Nigerian anxiety is high about the approaching February 14 national elections. The country’s political class is fragmented, oil prices are falling, Nigeria’s currency has been devalued, and the Lagos stock exchange is in the doldrums. The insurgency called Boko Haram appears to be gaining strength.
Under these circumstances, some are expressing nostalgia for the 2011 elections, in which sitting president Goodluck Jonathan was elected, defeating Muhammadu Buhari. (Elected vice-president in 2007, Jonathan initially became president in 2010 upon the death of President Umaru Yar’Adua.) At the time, international observers proclaimed the elections as a dramatic improvement over those of 2007 (a low bar). Yet, in many ways, the 2011 elections set the stage for the current national crisis.
Nigerian governance under civilian rule has been characterized by power alternation between the predominately Muslim north and the predominately Christian south. Though enshrined in the governing Peoples Democratic Party (PDP), power alternation was a matter of practice, not of law. In 2011, it was the north’s turn. Jonathan’s decision to run, and his subsequent victory, broke from the power sharing principle, contributing to the alienation of many in the north. As in 2015, the two presidential candidates in 2011 were the Christian Jonathan and the Muslim Buhari. The campaigns were disfigured by appeals to ethnic and religious identities. Buhari won all of the predominately Muslim states, Jonathan won the rest (with one exception). So, the election results seemingly bifurcated the country between a Muslim north and a Christian south.
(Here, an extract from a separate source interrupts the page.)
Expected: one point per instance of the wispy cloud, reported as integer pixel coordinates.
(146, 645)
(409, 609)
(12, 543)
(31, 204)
Nigeria’s constitution requires a successful presidential candidate to win 50 percent plus one vote of the total cast. It also requires the successful candidate to win 25 percent of the vote in two-thirds of the states. Otherwise, there is a runoff between the top two candidates. Since the establishment of civilian rule, no presidential incumbent has been defeated, and there has never been a run-off.
Rigging has long been a characteristic of Nigerian elections. In 2011, it was less obvious. Polling was better than it had been with more polling stations open on time and supplied with ballots than ever before. However, ballot box stuffing remained. Nigerian civil organizations saw electoral fraud at the collating stations, where individual polling station results are collated. In 2011, the goal of the rigging appears to have been ensuring that Jonathan met the two constitutional requirements for electoral victory.
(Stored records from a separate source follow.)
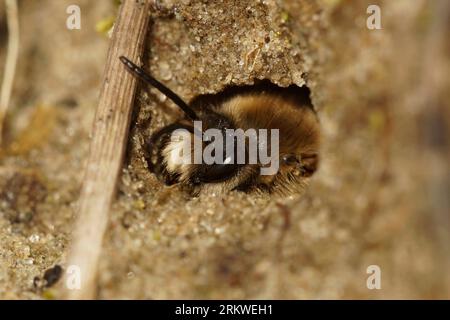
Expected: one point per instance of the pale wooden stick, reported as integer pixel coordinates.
(110, 134)
(12, 16)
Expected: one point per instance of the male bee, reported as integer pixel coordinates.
(250, 111)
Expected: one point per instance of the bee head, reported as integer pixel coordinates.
(170, 151)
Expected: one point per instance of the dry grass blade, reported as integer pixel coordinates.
(12, 14)
(110, 132)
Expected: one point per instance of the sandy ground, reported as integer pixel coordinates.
(379, 198)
When Jonathan’s victory was announced in 2011, there was rioting in the north, accompanied by the greatest bloodshed since the 1967-70 civil war. The rioting initially appeared directed against those in the Islamic establishment who had supported the Jonathan candidacy, and later degenerated into ethnic and religious killings.
In 2015, once again the contest pits Jonathan against Buhari. This time, however, the political class is fractured, making election rigging more difficult as a practical matter. There is anecdotal evidence that, once again, there are appeals to ethnic and religious identities. Hence, the results of 2015 are not fore-ordained, as they have been in previous elections. In that sense, the 2015 elections are “real” in a way elections have not been in the past. Wild cards include how elections will occur in the three states under a state of emergency and how the estimated one million internally displaced persons can vote. And then there are the refugees in Cameroon, Chad, and Niger. In the past, these populations would likely have supported Buhari, but if they are unable to vote, Jonathan may have an advantage. On the other hand, many observers are surprised by what seems to be widespread support for Buhari in areas outside the North.
No matter which candidate is declared the winner, there would seem to be plenty of grounds for the loser to reject the results. Hence, anxiety about the upcoming elections is not misplaced.